Re: Squid performance wish-list

From: Stewart Forster <slf@dont-contact.us>
Date: Tue, 25 Aug 1998 08:47:42 +1000

> File deletion is a steady background process, not exactly high-priority
> or highly latency dependent.

WRONG! Squid deletes as many files as it adds. Since you're also arguing
for v.large files here, and squid does throw in the odd large file, we're
talking a disk access for every single block that needs to be deleted.
Disk accesses are EXPENSIVE. Trivialising the importance of file deletion
is the first step to having a filesystem whose performance sucks.

Look at it this way, if you had the option of a filesystem that could remove
all files under 512K in 1 disk access (ignoring bitmap updates) vs. one that
took up to (512K / 512) 1000 disk accesses, I know which one I'd be picking.
Lets look at files under 16M and squid puts out a few of those too.
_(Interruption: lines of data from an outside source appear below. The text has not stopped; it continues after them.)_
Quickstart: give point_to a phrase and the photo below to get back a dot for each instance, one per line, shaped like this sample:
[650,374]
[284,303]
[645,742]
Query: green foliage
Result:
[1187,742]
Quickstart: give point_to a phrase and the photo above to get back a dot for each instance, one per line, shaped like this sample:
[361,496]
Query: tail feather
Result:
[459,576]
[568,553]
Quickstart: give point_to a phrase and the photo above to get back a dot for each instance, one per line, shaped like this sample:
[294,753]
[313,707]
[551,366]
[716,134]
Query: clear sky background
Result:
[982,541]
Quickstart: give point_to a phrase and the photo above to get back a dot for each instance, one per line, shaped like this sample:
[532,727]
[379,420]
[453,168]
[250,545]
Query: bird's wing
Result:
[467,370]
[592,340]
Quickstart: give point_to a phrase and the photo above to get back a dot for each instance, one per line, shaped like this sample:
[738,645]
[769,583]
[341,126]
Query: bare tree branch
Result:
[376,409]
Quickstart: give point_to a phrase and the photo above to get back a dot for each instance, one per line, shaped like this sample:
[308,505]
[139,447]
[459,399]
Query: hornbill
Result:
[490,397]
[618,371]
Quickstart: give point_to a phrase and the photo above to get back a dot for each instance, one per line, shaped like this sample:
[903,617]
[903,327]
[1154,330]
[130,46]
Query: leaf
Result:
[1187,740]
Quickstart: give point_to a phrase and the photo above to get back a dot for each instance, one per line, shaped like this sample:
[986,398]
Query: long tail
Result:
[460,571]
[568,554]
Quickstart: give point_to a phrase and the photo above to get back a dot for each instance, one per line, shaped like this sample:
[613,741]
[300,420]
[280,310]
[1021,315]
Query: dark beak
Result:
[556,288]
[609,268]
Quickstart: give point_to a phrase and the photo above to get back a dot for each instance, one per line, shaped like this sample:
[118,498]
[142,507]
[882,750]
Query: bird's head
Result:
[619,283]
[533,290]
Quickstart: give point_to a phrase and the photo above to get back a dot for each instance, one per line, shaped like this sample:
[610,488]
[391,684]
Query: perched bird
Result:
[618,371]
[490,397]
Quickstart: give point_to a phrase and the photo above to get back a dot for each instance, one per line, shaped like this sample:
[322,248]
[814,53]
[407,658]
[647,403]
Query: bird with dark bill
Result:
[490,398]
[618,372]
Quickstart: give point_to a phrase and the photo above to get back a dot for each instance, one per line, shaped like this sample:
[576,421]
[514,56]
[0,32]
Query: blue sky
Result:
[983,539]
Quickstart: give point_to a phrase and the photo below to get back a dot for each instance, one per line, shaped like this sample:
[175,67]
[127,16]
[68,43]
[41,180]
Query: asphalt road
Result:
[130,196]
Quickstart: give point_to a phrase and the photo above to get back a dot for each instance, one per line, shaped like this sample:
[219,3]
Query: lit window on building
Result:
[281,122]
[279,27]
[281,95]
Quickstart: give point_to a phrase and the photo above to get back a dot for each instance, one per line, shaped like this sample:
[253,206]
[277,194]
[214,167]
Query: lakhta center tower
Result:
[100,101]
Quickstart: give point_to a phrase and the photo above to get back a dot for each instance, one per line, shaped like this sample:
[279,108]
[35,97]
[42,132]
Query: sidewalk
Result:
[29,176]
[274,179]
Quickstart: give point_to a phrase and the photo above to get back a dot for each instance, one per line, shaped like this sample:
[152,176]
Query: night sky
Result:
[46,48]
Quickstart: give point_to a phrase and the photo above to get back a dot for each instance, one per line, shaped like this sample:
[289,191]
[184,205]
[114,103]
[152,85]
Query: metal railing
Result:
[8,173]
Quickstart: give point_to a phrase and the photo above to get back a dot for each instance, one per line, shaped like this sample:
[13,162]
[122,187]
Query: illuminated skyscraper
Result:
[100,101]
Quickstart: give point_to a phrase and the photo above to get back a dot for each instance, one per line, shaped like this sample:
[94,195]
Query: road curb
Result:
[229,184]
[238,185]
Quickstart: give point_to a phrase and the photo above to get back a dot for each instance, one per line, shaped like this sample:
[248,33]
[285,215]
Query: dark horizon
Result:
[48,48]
The
direct/indirect system would deallocate those blocks in 2 disk accesses, vs
16M / 512 = 33768 disk accesses. Going further the direct/indirect system
requires 1 more disk access per 16M of file size. The linked list system
requires 32768 disk accesses per extra 16M. Are these numbers big enough
for you to see why linked lists of blocks are bad?

Look, what you're proposing is a filesystem which is basically the same as
what I've proposed, but you've split out the block pointers across the whole
file. Kevin and I have explained why this is bad. It is no more complicated
to code either up. Listen to reason.

        Stew.

-- 
Stewart Forster (Snr. Development Engineer)
connect.com.au pty ltd, Level 9, 114 Albert Rd, Sth Melbourne, VIC 3205, Aust.